A pedestrian walks past an outlet of Uxin, a used car dealing platform, in Shanghai. (Photo/China Daily)
China's used car sector is expected to see growth as authorities are working to remove limits that have been impeding the sector's healthy development.
The Ministry of Commerce has said it is implementing a series of stimulus measures, such as scrapping unreasonable regulations on secondhand vehicle sales and bolstering their circulation.
The moves are part of its broader push to spur car consumption in China, the world's largest vehicle market.
Analysts said problems, such as cross-provincial transfer restrictions and high added-value taxes, are hurting the sector, adding that if the shackles are thrown off, the sector will grow faster.
Statistics from the China Automobile Dealers Association show that used automobile sales soared 15.23 percent year-on-year in the first four months of this year.
About 5.74 million used vehicles were sold from January to April, with a total transaction value of 361.14 billion yuan ($51.33 billion), according to the CADA.
In April alone, sales of secondhand vehicles in China topped 1.46 million units. The figure went down 6.59 percent month-on-month, but surged 33.03 percent year-on-year, the association said.
In May, the combined transaction value of used car sales in the country came in at 90.39 billion yuan, data revealed.
The sector is expected to skyrocket if the limits are removed, said analysts.
Also, financial tools are becoming more commonplace to assist the used vehicle trade.
Up to 64 percent of secondhand vehicle buyers in China used financial tools in 2022, hitting the same level as new vehicles, according to an annual study by J.D. Power.
The figure was 10 percentage points higher than in 2021. The penetration rate of new vehicle financing stood at 64 percent in 2022 as well, an increase of 2 percentage points from 2021.
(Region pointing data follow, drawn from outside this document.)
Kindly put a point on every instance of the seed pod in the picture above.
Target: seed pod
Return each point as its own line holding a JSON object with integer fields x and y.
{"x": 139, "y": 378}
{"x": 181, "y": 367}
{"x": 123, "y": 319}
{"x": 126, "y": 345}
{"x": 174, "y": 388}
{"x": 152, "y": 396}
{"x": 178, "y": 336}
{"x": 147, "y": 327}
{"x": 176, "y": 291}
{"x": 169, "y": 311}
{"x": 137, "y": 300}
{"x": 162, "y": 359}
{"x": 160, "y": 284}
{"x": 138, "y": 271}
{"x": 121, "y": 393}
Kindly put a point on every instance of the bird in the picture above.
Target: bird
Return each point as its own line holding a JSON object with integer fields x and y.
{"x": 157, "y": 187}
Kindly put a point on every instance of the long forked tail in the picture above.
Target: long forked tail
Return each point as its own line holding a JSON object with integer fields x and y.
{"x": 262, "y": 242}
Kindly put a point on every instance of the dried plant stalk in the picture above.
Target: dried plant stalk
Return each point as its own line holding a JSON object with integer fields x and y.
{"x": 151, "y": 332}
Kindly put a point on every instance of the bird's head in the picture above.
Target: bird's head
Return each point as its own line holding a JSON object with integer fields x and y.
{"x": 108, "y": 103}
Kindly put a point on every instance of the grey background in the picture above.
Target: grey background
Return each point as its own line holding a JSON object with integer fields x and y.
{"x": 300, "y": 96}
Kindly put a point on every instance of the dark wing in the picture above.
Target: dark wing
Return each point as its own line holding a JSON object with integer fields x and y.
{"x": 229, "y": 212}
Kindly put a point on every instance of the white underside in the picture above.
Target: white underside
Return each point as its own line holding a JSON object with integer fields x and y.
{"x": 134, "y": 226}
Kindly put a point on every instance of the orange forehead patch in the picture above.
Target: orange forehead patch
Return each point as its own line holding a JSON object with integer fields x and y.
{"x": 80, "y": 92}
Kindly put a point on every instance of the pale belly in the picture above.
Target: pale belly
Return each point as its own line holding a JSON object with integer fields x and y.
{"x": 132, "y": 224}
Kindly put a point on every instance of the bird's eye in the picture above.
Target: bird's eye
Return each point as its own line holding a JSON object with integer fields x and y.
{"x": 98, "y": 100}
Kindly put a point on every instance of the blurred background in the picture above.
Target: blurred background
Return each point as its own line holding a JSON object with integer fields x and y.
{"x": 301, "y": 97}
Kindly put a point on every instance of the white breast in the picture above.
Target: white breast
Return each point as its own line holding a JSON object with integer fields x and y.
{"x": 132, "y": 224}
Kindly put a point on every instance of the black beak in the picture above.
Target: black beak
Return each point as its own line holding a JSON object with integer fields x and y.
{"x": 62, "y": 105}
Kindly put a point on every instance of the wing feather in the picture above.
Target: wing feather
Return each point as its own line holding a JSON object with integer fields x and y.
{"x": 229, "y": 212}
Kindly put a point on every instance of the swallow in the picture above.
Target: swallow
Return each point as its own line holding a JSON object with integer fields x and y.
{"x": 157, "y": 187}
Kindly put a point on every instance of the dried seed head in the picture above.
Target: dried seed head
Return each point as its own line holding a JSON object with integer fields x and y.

The findings, released in May, were based on responses from 2,509 dealers, covering 55 vehicle brands and 90 finance providers across 87 cities in China, according to J.D. Power.
The study, now in its ninth year, examines dealer satisfaction with finance providers in two segments: retail credit and floor planning.
Retail credit is defined as the credit granted by auto financial service providers to vehicle buyers. Floor planning allows dealers to obtain loans from auto finance companies or banks to finance their inventory.
J.D. Power said the increase in the stock of used vehicles and financial institutions' investment are the two main driving factors for the significant increase in the penetration rate of used vehicle financing.
"China's automotive market has moved from the era of increment to inventory," said Joseph Yang, director of auto finance practice at J.D. Power China.
He said financial institutions engaged in auto finance will face great challenges if they cannot take the initiative to meet the demands of dealers and sales channels in the new scenario, such as new energy auto financing and used vehicle financing.
"The competitive pattern of automobile financing has begun to emerge in 2023. The next five years will be the key for China's auto financing companies to survive," said Yang.